Multiagent dynamics. How do models behave in extended multi-agent interactions? We have long focused on conflict as a major risk factor for s-risk, and developing expertise in measuring how AI systems behave in negotiations could be valuable for understanding these risks. In long interactions between multiple agents, systems have the potential to draw each other far off-distribution from where safety training took place, which may help us understand how personas generalize in these conditions
AI for strategy research. How do we get (future) AI assistants to usefully contribute to macrostrategy research or other kinds of non-empirical research? One plausible path to impact for CLR involves us leveraging human-level AI research assistants to make substantial progress on our research agendas.
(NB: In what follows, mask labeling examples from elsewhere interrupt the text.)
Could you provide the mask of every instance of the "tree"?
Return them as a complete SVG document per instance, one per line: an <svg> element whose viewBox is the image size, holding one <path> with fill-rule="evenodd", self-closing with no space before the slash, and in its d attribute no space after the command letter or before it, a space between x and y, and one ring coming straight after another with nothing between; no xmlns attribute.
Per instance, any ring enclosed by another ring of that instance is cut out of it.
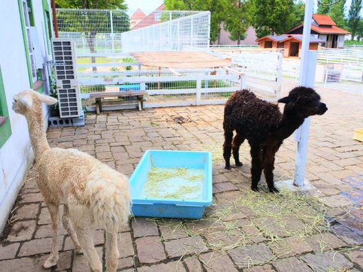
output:
<svg viewBox="0 0 363 272"><path fill-rule="evenodd" d="M245 33L251 24L251 2L248 0L228 0L228 4L224 29L230 32L230 38L237 41L239 45L241 40L245 38Z"/></svg>
<svg viewBox="0 0 363 272"><path fill-rule="evenodd" d="M294 26L298 26L304 22L305 16L305 4L302 1L298 1L295 4L295 22Z"/></svg>
<svg viewBox="0 0 363 272"><path fill-rule="evenodd" d="M252 0L252 25L257 37L280 35L295 25L294 0Z"/></svg>
<svg viewBox="0 0 363 272"><path fill-rule="evenodd" d="M318 10L316 12L318 14L328 14L330 8L330 2L331 0L320 0L318 2Z"/></svg>
<svg viewBox="0 0 363 272"><path fill-rule="evenodd" d="M351 29L351 40L354 39L360 21L360 10L362 0L352 0L348 14L348 24Z"/></svg>
<svg viewBox="0 0 363 272"><path fill-rule="evenodd" d="M124 0L54 0L56 8L126 10Z"/></svg>
<svg viewBox="0 0 363 272"><path fill-rule="evenodd" d="M330 5L329 14L338 27L346 27L346 21L344 18L345 0L340 0Z"/></svg>
<svg viewBox="0 0 363 272"><path fill-rule="evenodd" d="M94 9L122 9L113 12L113 32L121 33L129 31L130 22L126 13L127 5L124 0L55 0L56 6L62 8L87 9L82 12L81 16L72 16L68 12L58 12L57 19L60 25L67 25L65 32L83 32L86 36L89 52L96 53L95 40L98 33L111 33L110 13L104 11L95 12ZM91 57L92 63L95 57ZM97 68L93 67L96 71Z"/></svg>

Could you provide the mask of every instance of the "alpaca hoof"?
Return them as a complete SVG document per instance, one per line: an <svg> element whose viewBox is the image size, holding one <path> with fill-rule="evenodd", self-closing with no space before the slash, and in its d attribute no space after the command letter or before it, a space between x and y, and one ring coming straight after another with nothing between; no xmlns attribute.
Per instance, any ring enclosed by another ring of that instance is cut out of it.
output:
<svg viewBox="0 0 363 272"><path fill-rule="evenodd" d="M258 186L251 186L251 189L252 189L252 191L254 192L260 192Z"/></svg>
<svg viewBox="0 0 363 272"><path fill-rule="evenodd" d="M272 189L270 189L270 192L278 193L280 192L280 191L278 190L278 189L274 186Z"/></svg>
<svg viewBox="0 0 363 272"><path fill-rule="evenodd" d="M43 264L41 266L43 267L43 268L45 269L48 269L51 268L52 267L55 267L56 265L56 261L54 262L54 261L51 261L51 260L47 260L44 262L44 264Z"/></svg>
<svg viewBox="0 0 363 272"><path fill-rule="evenodd" d="M79 249L76 249L76 253L77 254L83 254L83 251L80 247Z"/></svg>

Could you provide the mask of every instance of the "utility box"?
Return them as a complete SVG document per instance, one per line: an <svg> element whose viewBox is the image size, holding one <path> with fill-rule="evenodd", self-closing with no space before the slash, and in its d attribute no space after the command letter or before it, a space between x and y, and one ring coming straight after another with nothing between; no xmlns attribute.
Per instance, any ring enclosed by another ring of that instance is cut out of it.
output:
<svg viewBox="0 0 363 272"><path fill-rule="evenodd" d="M82 104L77 76L75 43L71 38L52 39L60 118L79 117Z"/></svg>
<svg viewBox="0 0 363 272"><path fill-rule="evenodd" d="M341 82L344 65L342 63L318 63L315 70L316 82Z"/></svg>

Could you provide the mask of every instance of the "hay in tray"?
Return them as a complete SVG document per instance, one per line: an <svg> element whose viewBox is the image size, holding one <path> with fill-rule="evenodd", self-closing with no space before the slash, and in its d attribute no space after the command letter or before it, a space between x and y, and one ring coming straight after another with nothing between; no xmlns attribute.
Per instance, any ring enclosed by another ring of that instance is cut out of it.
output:
<svg viewBox="0 0 363 272"><path fill-rule="evenodd" d="M200 199L203 197L203 169L153 167L141 197Z"/></svg>

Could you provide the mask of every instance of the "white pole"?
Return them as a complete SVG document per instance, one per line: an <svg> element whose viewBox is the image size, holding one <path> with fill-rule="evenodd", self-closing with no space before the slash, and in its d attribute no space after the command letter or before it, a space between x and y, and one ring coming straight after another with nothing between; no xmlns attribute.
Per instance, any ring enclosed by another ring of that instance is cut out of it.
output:
<svg viewBox="0 0 363 272"><path fill-rule="evenodd" d="M305 5L305 14L304 17L304 30L302 32L302 44L301 47L301 60L300 65L300 86L314 87L315 67L316 65L317 52L309 54L309 45L310 44L310 32L311 30L311 19L313 16L314 0L307 0ZM310 55L310 58L309 58ZM314 56L315 55L315 61ZM314 62L314 63L311 63ZM314 69L313 80L311 76L308 77L308 71L311 72ZM310 71L309 71L310 70ZM310 86L309 86L310 85ZM307 142L309 139L309 130L310 127L310 118L307 118L301 126L296 131L296 139L298 140L298 150L295 161L295 174L294 185L298 187L304 185L305 177L305 166L307 155Z"/></svg>

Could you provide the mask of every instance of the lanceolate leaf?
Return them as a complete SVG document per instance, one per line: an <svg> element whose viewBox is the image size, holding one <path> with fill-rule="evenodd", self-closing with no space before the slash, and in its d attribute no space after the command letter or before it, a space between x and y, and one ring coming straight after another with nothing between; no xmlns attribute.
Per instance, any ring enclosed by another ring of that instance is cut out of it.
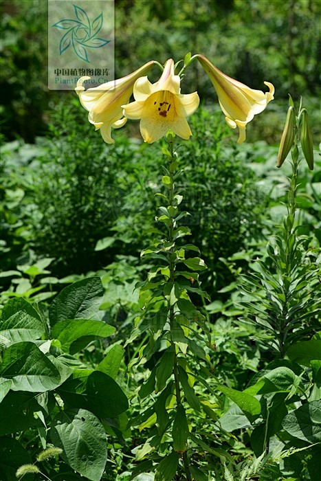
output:
<svg viewBox="0 0 321 481"><path fill-rule="evenodd" d="M0 403L2 403L2 400L8 394L11 388L11 381L10 379L6 379L4 377L0 377Z"/></svg>
<svg viewBox="0 0 321 481"><path fill-rule="evenodd" d="M60 42L59 43L59 55L61 55L65 52L65 50L67 50L68 47L70 45L71 43L70 37L71 34L69 32L67 32L67 34L65 34L61 38Z"/></svg>
<svg viewBox="0 0 321 481"><path fill-rule="evenodd" d="M96 16L95 20L93 20L91 23L91 36L96 36L99 34L100 29L102 26L102 12L98 16Z"/></svg>
<svg viewBox="0 0 321 481"><path fill-rule="evenodd" d="M99 38L97 37L96 38L88 38L88 40L82 41L81 44L89 48L99 48L100 47L106 45L107 43L109 43L109 42L110 40L105 40L104 38Z"/></svg>
<svg viewBox="0 0 321 481"><path fill-rule="evenodd" d="M157 466L154 481L173 481L177 469L179 454L173 451L163 458Z"/></svg>
<svg viewBox="0 0 321 481"><path fill-rule="evenodd" d="M0 335L9 342L34 341L45 333L45 326L32 306L22 298L10 299L5 304L0 319Z"/></svg>
<svg viewBox="0 0 321 481"><path fill-rule="evenodd" d="M107 324L102 321L93 320L77 319L65 320L54 324L52 336L58 339L61 344L63 350L68 351L71 344L80 337L89 337L88 342L95 337L108 337L113 334L115 328ZM75 350L73 351L75 353Z"/></svg>
<svg viewBox="0 0 321 481"><path fill-rule="evenodd" d="M98 364L96 369L115 379L124 354L124 349L120 344L114 344L108 351L106 357Z"/></svg>
<svg viewBox="0 0 321 481"><path fill-rule="evenodd" d="M76 55L78 57L79 57L79 58L85 60L85 62L89 61L88 59L88 54L86 52L86 49L85 48L85 47L82 46L82 45L80 42L75 39L74 36L72 36L72 46L74 47L74 50L75 52Z"/></svg>
<svg viewBox="0 0 321 481"><path fill-rule="evenodd" d="M77 374L78 373L78 374ZM69 405L82 407L100 418L114 418L128 408L127 398L118 384L104 372L76 371L58 392ZM78 376L78 377L76 377Z"/></svg>
<svg viewBox="0 0 321 481"><path fill-rule="evenodd" d="M10 391L1 404L0 436L41 427L42 423L35 413L43 410L32 392ZM0 478L1 479L1 478Z"/></svg>
<svg viewBox="0 0 321 481"><path fill-rule="evenodd" d="M60 22L57 22L53 25L53 27L56 27L56 28L60 28L61 30L69 30L71 28L77 27L80 25L80 23L76 20L71 20L68 19L67 20L60 20Z"/></svg>
<svg viewBox="0 0 321 481"><path fill-rule="evenodd" d="M104 292L99 277L78 280L65 287L49 309L50 325L67 319L90 319L98 311Z"/></svg>
<svg viewBox="0 0 321 481"><path fill-rule="evenodd" d="M100 421L86 410L60 412L50 429L53 444L63 450L61 457L91 481L100 480L107 458L106 434Z"/></svg>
While we expect AI companies to continue to invest effort into creating excellent AI research engineers, we think developing assistants that can contribute to conceptual and strategic research will be more neglected.
We will finalize our choice of research direction in Q1 2025, based on tractability assessments, team fit, and opportunities for external collaboration.
Strategic readiness research
Alongside the capacity-building agenda, we will continue work on understanding how and when to develop and push for technical interventions.
This work will likely involve 'nearcasting' AI progress and interaction with s-risk threat models, scenario planning, and modelling the effects of interventions to identify conditions in which to intervene.
Hiring
We aim to hire three researchers in 2025.
Community building
We will continue select community-building activities:
- Run the fifth iteration of Summer Research Fellowship
- Continue career calls and 1:1 outreach
- Run another iteration of the Foundations Course